By Colenso Holder, Delegate of the Executive Council
I am sitting in my hotel room in Johannesburg. There is a constant hum of cars. I just got out of the shower so the sound of water dripping is also filling the room. Today was the first day of parliamentary sessions at the ALAMAU conference. Countries from all over the continent are here. From Uganda, Nigeria and South Africa and more.
At the beginning of the ALAMAU conference we were briefed by the chairperson that the main goal of this conference is to have impact. I am proud to say that the Maru-a-Pula delegation has achieved just that.
After supper a fellow Maru-a-Pula student from Botswana told me about his committee and how homophobic arguments had ensued during their conversations. I told this delegate that if I were to be in that council I would leave because of the delegates’ ignorance and also because their comments would hit too close to home since I am a gay male.
After dinner, this same student told me that some representatives who are against gay rights had gathered in one of the conference rooms. He then asked the rest of the Maru-a-Pula delegation if they were up for joining him for a debate on LGBT rights. Our entire team was very enthusiastic about this, arriving at the debate venue to find the said delegates still having their dinner.
At first the debate was very informal since it was not actually part of the conference, but occurred spontaneously. We were privileged to have Mr. Jantsankhorol Damdinsuren, advisor for the Maru-a-Pula School delegation, as chairperson for the debate, even going on to label it as a ‘bonus session’. A moderated caucus of 5 minutes and 30 seconds was voted for.
During the few speeches given, there were passionate expressions of opinions on the topic: homosexuality goes against Christianity, homophobia also goes against Christianity, homosexuality is seen as unnatural by some African citizens. Homosexuality is natural since there are more than 2000 species that are known for sometimes having same sex partners, and lastly, the fact that being homosexual is not a choice but one is born that way. These arguments were not presented in a serious manner since this was not part of the actual conference.
After the first motion was exhausted, there was a motion to extend it by six minutes with a speaking time of one minute. I was the first to speak. I did not know what I was going to say to the people that were sitting in front of me. All I saw was ignorance. So I started talking about myself and the experiences that I have encountered as a gay male.
During the previous caucus I was totally unemotional but as soon as I started talking about myself I started to shake and emotions started to take over. I addressed my fellow delegates from Uganda telling them about how I would have committed suicide if I did not not have an accepting family. I also spoke on the fact that it is people like them who cause innocent people like myself to commit suicide. When I was up there I started to cry, not out of the fact that I was offended but because of their lack of understanding and all the pain that they could potentially cause because of their lack of tolerance.

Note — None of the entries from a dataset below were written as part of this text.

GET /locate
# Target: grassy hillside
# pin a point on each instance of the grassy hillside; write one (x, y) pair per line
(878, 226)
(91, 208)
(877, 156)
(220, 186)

After I gave my speech, there was an obvious shift in the atmosphere as the hostile tone which had overcome the room just a few moments before transformed to a more welcoming one. The delegate of Uganda went on to apologize to me on realization that I had taken offense. She then started to cry as well. When she approached the delegates again I could see that there was a major change in her attitude towards the seriousness of the discrimination at hand. My fellow delegates from Uganda and another country then stated that they also believe that people should be seen as equals.
Some of the statements that followed included the fact that it is us, the youth’s responsibility to create a world that accepts all and leaves no minority group behind. Some of these points were supported by the fact that black people were called animals in some European schools and this was not the truth. Therefore vibrant young people should be open-minded towards any situation regardless of our upbringing and our parents’ beliefs. We should have the ability to create our own rational judgment towards situations, given any circumstance.